# LLM Security Results Viewer

This notebook loads the latest evaluation summaries from `outputs/` and shows tables and plots.
Run cells from top to bottom. It does **not** run training; it only visualizes results.


In [None]:
from pathlib import Path
import json
from IPython.display import display

try:
    import pandas as pd
except Exception:
    pd = None

base = Path(".")
outputs = base / "outputs"
summary_csv = outputs / "summary_table.csv"

if not outputs.exists():
    print("No outputs directory found.
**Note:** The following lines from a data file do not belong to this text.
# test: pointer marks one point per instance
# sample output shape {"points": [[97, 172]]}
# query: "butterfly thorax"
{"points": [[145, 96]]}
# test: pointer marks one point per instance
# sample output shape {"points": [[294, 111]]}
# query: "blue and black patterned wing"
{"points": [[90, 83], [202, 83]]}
Run evaluations first.")
else:
    rows = []
    if summary_csv.exists() and pd is not None:
        df = pd.read_csv(summary_csv)
    else:
        for path in sorted(outputs.glob("summary_*.json")):
            with path.open("r", encoding="utf-8") as f:
                data = json.load(f)
            tag = data.get("experiment_tag") or path.stem.replace("summary_", "")
            defense = data.get("defense", "")
            config = data.get("config", "")
            for model_name, stats in data.get("models", {}).items():
                inj = stats.get("injection", {})
                ben = stats.get("benign", {})
                overall = stats.get("overall", {})
                rows.append(
                    {
                        "experiment_tag": tag,
                        "summary_file": str(path),
                        "model": model_name,
                        "defense": defense,
                        "config": config,
                        "injection_success_rate": inj.get("attack_success_rate", 0.0),
                        "benign_refusal_rate": ben.get("refusal_rate", 0.0),
                        "avg_latency_s": overall.get("avg_latency_s", 0.0),
                    }
                )
        df = pd.DataFrame(rows) if pd is not None else rows

    display(df)


In [None]:
if pd is None:
    print("pandas not available; table displayed as raw rows above.")
else:
    cols = [
        "experiment_tag",
        "model",
        "defense",
        "injection_success_rate",
        "benign_refusal_rate",
        "avg_latency_s",
    ]
    display(df[cols].sort_values(["experiment_tag", "model"]))

    display(
        df.groupby(["experiment_tag", "defense"])[
            ["injection_success_rate", "benign_refusal_rate", "avg_latency_s"]
        ]
        .mean()
        .sort_values("injection_success_rate", ascending=False)
    )


In [None]:
from IPython.display import Image, Markdown

plot_dir = outputs / "plots"
if not plot_dir.exists():
    print("No plots found. Run: python scripts/plot_results.py")
else:
    for img in sorted(plot_dir.glob("*.png")):
        display(Markdown(f"### {img.name}"))
        display(Image(filename=str(img)))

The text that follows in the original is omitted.